La decisione è arrivata con un comunicato ufficiale di RedBird Capital Partners pubblicato dal club il 25 maggio 2026. Il passaggio più duro riguarda la lettura della stagione: la proprietà parla di un finale “ben al di sotto” del livello mostrato per buona parte del campionato e definisce l’esito complessivo un “fallimento inequivocabile”.

La rivoluzione rossonera non riguarda soltanto la panchina.
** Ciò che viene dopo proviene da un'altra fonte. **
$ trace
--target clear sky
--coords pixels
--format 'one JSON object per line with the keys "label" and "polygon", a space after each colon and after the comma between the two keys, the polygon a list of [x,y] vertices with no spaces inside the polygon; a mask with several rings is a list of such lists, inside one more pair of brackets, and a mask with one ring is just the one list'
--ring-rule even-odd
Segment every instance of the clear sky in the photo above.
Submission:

Allegri paga il crollo sportivo, ma il taglio simultaneo di amministratore delegato, direttore sportivo e direttore tecnico sposta la vicenda su un piano più ampio: RedBird non ha scelto un semplice esonero, ha cancellato l’intera catena decisionale dell’area sportiva.
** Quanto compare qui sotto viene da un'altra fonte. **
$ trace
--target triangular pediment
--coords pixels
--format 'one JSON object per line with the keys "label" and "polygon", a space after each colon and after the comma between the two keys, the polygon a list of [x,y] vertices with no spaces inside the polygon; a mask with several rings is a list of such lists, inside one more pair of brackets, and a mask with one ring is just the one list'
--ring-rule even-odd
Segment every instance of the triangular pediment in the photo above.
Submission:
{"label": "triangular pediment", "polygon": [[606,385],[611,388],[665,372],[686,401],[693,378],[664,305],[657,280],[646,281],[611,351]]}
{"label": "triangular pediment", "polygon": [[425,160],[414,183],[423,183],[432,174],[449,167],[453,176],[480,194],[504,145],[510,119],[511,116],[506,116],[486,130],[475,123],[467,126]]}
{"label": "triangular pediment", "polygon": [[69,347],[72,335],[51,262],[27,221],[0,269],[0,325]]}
Il Milan ha chiuso quinto in Serie A, fuori dalla Champions come la Juventus, dopo essere rimasto a lungo nelle prime due posizioni e dopo aver coltivato anche ambizioni da scudetto. Secondo Reuters, la squadra rossonera ha compromesso il proprio piazzamento con un finale fragile, culminato nel 2-1 subito a San Siro contro il Cagliari e in una sola vittoria nelle ultime quattro partite.

La gara contro il Cagliari è diventata così il punto di non ritorno. Il Milan era partito bene, con il gol immediato di Saelemaekers, ma si è fatto rimontare da Borrelli e Rodríguez. Il risultato ha lasciato i rossoneri a 70 punti, dietro anche al Como, quarto a 71, mentre la Roma ha chiuso terza a 73. L’Europa League resta, ma per un club costruito e raccontato con l’obiettivo Champions equivale a una retrocessione politica prima ancora che sportiva.

La posizione di Allegri era già compromessa dalla caduta verticale del rendimento. Dopo la partita, il tecnico aveva ammesso le proprie responsabilità, parlando di errori e della necessità di una valutazione lucida dell’intera stagione. Ventiquattro ore dopo, il club ha trasformato quella valutazione in un taglio definitivo.

Il dato più pesante resta però l’uscita contemporanea di Furlani, Tare e Moncada. Quando una proprietà allontana nello stesso comunicato allenatore, amministratore delegato, direttore sportivo e direttore tecnico, il messaggio è chiaro: il problema non viene individuato solo nel campo, ma nel modello di governo del club.

RedBird promette nuove nomine “non appena definite” e una struttura pronta per la prossima stagione. Ma il Milan riparte da una frattura evidente: una squadra arrivata all’ultima curva con la Champions ancora possibile, una dirigenza cancellata in blocco, una tifoseria esasperata e una proprietà che ora dovrà dimostrare di saper costruire, non soltanto demolire.

Il nuovo Milan nascerà da qui: non da un cambio in panchina, ma da un azzeramento quasi totale dell’area sportiva. E dopo una stagione definita dalla stessa proprietà un fallimento, il margine per gli slogan si è ridotto al minimo.